To test this postulation, the effects of each isolate on the others in co-culture was monitored by calculating the difference in abundance change from the predicted productivity for each isolate individually. Our results indicated that there was no significant change in abundance for the Pseudomonas (1.19 ± 0.004, One-sample Wilcoxon rank test (µ = 1) p = 0.783) and Staphylococcus (1.15 ± 0.004, p = 0.142) isolates, whereas the Burkholderia isolate performed significantly worse (0.46 ± 0.031, p = 0.003) when in co-cultures after 48 hours incubation (Fig. 1c). After 168 hours, all the isolates had significantly reduced in their mean observed to predicted ratio (Fig. 1d); Burkholderia (0.25 ± 0.037, p = 0.002) Pseudomonas (0.95 ± 0.030, p = 0.016), Staphylococcus (0.92 ± 0.021, p = 0.004). This result supported our postulation that the reduction in overall ecosystem function was due to the exclusion of the Burkholderia isolate by the other bacteria. With the removal of this isolate from many of the microcosms, the Pseudomonas and Staphylococcus isolates may have expended energy out-competing the Burkholderia, thereby losing any potential synergistic benefit. Whilst we observed no evidence as to the direct effects of inhibitory second metabolites there is evidence that specific antagonistic interactions do occur in similar microcosm experiments22. It is therefore possible that specific, non-resource mediated interactions caused the apparent extinction (isolate fell below the detection limit of 50 cfu ml−1), as previously observed in co-culture experiments29. There has been no study that investigates the relative contributions of different mechanisms of competition (i.e. ecological or chemical) despite much literature stressing the interplay30,31,32,33, however, there are an increasing number of studies22,27,29,34,35,36, including this one, where this holistic approach would be greatly informative.
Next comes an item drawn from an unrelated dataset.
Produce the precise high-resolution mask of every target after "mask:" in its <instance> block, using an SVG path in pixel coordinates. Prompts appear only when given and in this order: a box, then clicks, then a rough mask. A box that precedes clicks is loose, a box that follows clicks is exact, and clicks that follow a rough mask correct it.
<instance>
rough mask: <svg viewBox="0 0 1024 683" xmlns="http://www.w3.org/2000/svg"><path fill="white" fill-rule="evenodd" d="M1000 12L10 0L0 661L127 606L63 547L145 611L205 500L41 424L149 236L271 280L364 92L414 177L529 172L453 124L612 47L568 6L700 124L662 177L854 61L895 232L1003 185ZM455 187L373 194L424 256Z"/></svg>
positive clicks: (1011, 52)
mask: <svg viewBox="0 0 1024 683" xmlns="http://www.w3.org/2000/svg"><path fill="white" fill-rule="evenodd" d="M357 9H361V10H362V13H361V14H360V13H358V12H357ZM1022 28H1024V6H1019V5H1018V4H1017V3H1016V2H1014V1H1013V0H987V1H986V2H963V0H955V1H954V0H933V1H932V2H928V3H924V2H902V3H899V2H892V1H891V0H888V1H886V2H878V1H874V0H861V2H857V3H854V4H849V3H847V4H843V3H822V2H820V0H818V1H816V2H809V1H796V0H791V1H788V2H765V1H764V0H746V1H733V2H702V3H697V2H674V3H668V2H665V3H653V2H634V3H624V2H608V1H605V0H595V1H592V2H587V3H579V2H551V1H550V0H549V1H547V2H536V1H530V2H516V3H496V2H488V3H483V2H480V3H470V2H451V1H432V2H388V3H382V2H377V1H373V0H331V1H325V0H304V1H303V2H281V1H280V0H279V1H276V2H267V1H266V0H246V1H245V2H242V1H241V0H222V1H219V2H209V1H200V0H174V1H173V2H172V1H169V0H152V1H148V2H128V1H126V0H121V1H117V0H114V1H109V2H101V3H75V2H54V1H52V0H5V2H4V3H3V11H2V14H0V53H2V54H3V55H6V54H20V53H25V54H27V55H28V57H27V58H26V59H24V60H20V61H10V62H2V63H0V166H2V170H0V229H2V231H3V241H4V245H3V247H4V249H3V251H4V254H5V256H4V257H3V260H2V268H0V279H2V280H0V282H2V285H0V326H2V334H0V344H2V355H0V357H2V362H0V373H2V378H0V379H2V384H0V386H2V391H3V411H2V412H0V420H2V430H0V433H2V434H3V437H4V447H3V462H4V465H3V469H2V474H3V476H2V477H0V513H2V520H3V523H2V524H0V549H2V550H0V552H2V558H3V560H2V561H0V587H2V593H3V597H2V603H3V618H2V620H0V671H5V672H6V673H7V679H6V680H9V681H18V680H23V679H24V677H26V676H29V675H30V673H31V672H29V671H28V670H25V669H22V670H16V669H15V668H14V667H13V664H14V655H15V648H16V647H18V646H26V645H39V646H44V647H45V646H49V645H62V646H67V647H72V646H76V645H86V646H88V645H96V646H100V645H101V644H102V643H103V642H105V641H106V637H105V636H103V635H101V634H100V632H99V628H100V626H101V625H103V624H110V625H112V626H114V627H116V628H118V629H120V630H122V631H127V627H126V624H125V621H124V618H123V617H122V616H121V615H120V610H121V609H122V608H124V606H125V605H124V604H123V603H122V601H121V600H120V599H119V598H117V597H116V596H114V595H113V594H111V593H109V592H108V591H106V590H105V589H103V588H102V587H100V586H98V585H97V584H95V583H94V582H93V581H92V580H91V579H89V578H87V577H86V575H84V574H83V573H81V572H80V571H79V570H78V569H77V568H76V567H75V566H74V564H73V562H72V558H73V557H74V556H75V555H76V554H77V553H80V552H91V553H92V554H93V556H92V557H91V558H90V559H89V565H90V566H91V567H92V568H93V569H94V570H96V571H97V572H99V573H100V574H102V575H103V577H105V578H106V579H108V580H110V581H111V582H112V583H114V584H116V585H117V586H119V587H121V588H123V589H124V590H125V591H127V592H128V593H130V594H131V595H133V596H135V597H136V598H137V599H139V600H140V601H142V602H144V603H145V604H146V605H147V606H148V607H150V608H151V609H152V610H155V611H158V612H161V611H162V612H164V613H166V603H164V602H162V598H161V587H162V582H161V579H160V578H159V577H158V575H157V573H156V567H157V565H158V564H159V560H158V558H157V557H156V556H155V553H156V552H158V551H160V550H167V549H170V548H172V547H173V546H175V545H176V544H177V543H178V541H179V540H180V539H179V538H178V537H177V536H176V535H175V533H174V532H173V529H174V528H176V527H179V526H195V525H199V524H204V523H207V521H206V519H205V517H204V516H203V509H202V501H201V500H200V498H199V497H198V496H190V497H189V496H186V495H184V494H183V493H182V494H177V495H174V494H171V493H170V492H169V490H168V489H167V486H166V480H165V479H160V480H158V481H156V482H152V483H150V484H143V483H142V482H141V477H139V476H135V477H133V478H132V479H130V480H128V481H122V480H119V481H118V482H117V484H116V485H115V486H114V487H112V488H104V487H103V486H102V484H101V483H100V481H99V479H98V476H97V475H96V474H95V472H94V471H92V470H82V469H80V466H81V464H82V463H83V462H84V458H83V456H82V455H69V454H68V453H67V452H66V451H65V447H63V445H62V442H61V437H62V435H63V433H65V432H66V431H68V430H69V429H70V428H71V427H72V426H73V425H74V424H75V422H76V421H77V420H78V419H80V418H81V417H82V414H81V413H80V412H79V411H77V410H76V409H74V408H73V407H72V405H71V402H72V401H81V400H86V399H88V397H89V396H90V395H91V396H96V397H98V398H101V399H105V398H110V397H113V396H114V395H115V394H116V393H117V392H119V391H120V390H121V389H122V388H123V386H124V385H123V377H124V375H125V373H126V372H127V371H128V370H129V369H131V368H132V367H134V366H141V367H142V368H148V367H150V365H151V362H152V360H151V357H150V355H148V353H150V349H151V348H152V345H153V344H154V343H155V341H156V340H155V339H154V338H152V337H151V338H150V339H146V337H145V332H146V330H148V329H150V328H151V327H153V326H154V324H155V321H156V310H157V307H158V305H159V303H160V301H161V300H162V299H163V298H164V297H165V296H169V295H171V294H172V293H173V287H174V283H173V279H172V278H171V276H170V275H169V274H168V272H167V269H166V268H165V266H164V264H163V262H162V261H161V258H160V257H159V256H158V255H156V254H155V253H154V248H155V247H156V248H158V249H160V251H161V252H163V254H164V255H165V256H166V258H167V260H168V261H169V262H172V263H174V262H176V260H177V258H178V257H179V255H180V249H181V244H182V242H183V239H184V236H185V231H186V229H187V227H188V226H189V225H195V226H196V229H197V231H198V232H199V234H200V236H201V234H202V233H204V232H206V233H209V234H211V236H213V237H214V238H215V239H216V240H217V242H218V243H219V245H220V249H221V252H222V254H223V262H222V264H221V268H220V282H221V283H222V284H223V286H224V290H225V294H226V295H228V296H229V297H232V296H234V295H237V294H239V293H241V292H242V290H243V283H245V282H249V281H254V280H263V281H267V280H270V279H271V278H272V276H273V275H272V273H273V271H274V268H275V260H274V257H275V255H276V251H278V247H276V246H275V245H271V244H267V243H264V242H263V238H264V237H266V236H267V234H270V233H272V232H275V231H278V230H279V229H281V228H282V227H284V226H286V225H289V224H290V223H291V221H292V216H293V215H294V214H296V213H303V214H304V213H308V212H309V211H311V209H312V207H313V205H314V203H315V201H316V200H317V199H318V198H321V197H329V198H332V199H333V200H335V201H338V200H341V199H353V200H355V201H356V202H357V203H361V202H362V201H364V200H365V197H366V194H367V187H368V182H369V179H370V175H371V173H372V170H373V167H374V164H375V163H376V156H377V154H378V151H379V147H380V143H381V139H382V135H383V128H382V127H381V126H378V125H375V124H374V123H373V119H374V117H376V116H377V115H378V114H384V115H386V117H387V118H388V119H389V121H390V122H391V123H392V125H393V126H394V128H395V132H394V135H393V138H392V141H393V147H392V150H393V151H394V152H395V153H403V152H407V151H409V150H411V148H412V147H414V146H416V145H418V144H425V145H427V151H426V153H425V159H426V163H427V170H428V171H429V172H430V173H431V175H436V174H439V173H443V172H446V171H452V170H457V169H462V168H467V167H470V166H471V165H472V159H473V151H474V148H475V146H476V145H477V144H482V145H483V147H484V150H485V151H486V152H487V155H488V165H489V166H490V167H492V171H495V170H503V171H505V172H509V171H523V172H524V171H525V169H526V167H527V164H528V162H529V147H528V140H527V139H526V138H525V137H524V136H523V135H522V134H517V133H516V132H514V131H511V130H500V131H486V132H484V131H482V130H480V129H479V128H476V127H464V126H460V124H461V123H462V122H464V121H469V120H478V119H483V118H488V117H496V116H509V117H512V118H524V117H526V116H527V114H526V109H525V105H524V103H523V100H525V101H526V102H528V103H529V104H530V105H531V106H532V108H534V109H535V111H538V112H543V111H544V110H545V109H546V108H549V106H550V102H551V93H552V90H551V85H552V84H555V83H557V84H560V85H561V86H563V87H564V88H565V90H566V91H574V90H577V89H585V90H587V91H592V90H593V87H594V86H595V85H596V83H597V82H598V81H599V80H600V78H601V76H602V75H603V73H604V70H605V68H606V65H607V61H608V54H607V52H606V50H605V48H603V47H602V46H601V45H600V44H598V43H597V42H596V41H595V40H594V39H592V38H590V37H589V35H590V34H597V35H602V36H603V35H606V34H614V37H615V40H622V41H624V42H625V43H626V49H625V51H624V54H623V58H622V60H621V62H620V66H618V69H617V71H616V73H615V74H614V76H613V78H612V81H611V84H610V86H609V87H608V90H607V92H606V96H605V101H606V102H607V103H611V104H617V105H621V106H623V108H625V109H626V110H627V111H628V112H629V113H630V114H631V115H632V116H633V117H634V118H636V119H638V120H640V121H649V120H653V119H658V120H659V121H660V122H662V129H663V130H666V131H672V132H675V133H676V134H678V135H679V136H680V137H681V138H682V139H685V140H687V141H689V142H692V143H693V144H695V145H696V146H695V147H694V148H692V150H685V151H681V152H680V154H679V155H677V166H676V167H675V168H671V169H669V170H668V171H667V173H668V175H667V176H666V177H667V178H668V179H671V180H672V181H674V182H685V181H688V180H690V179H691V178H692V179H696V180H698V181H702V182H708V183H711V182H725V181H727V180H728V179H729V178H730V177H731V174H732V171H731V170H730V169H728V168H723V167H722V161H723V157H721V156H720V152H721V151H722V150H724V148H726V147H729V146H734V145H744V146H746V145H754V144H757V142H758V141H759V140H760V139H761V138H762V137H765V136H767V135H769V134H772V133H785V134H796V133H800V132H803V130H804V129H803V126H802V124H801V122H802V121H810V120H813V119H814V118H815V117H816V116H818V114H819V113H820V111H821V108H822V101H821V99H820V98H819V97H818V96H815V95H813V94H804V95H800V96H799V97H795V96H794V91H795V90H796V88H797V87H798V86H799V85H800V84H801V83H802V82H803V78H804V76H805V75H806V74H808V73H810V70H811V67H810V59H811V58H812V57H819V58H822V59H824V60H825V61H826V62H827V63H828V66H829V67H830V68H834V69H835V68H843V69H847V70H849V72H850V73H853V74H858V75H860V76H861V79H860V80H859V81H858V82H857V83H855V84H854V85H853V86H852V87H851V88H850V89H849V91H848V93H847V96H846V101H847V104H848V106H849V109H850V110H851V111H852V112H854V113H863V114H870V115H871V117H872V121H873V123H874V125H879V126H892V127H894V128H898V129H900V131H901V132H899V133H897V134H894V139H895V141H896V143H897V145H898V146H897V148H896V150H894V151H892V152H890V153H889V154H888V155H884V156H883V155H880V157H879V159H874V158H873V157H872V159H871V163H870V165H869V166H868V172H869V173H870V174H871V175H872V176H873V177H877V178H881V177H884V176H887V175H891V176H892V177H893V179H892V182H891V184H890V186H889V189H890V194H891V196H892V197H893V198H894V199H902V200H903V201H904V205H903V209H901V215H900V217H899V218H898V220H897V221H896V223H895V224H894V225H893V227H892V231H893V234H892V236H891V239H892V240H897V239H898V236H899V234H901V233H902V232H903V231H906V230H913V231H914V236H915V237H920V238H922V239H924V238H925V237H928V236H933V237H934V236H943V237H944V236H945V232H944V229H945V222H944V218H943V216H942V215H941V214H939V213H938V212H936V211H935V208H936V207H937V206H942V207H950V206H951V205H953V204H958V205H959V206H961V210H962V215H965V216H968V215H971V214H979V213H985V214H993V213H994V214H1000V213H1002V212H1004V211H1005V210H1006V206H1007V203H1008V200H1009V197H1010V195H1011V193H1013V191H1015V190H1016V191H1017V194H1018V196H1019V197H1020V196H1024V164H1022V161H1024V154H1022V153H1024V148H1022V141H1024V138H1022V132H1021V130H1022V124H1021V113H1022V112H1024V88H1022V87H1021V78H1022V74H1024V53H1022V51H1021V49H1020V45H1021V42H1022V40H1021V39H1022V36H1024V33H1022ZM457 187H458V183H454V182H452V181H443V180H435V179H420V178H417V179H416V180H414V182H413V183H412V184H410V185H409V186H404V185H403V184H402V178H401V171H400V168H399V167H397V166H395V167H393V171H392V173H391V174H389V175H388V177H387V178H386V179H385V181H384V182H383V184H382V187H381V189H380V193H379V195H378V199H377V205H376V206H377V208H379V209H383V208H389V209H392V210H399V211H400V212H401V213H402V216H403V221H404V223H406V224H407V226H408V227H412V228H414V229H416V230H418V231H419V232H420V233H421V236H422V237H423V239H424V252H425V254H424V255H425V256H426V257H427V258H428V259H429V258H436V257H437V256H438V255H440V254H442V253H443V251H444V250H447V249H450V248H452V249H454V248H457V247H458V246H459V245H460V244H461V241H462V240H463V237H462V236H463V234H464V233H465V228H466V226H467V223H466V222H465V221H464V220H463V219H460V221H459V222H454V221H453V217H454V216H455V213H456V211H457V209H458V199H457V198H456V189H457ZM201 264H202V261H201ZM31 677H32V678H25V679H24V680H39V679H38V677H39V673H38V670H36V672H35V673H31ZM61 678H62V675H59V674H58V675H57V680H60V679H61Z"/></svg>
Having found that the Burkholderia isolate was excluded by the other two isolates, we used 1H NMR to understand how this was possible, and tested the mechanism of competition as either due to competitive exclusion by removal of nutrients or through the production of toxic secondary metabolites. By taking integrals of the 1H NMR spectra at 0.05 ppm intervals (Supplementary Figs. S1 and S2), and calculating the differences between the monocultures and the blank samples we could identify relative changes in the media. At the first time points (Fig. 2a–c), these differences in integrals indicated that changes were predominantly (62.56%, n = 274) positive (creation of new metabolite), with the remainder (37.44%, n = 164) of integrals decreasing (degradation of nutrient) in intensity. Over time, the number of positive and negative integrals became equivalent; 50.91% (n = 223) positive and 49.09% (n = 215) negative integrals (Fig. 2d–f). Using these data, the niche overlap was calculated between the isolates. There was a significant (χ23 = 30.38, p < 0.001) increase in overlap in the latter time point across the combinations, suggesting that the bacteria were competing for the same resources. This may have been due to the low diversity media (carbon sources were almost entirely amino acids11) the bacteria were grown in, therefore the opportunity for niche diversification was limited. This increase in overlap was strongly, albeit non-significantly, correlated (Rho = −0.619, p = 0.115) with a reduction in the mean observed to predicted ratio in each of the microcosms (Supplementary Fig. S3). Interestingly, the Pseudomonas isolate was observed to have a greater number of negative integrals than either of the Burkholderia and Staphylococcus isolates. This is likely due to P. aeruginosa being an generalist through its ability to adapt rapidly to the lung environment37. With the increasing overlap in resource utilisation, this is an example of competitive exclusion in bacteria38, and further explains the extinction of the Burkholderia isolate.
Changes in environment are indicative of community structure
To understand the interplay between environmental modification and changes in bacterial interactions, we plotted the interactive index (predicted/observed)18 using the integrals measured in microcosms with monocultures added together as the predicted. This indicated that as the isolates grew, the number of significant interactions (change in integral > mean change ± 2 s.d.) increased significantly (χ23 = 32.39, p < 0.001) from 48 (Fig. 3a) to 168 hours (Fig. 3b).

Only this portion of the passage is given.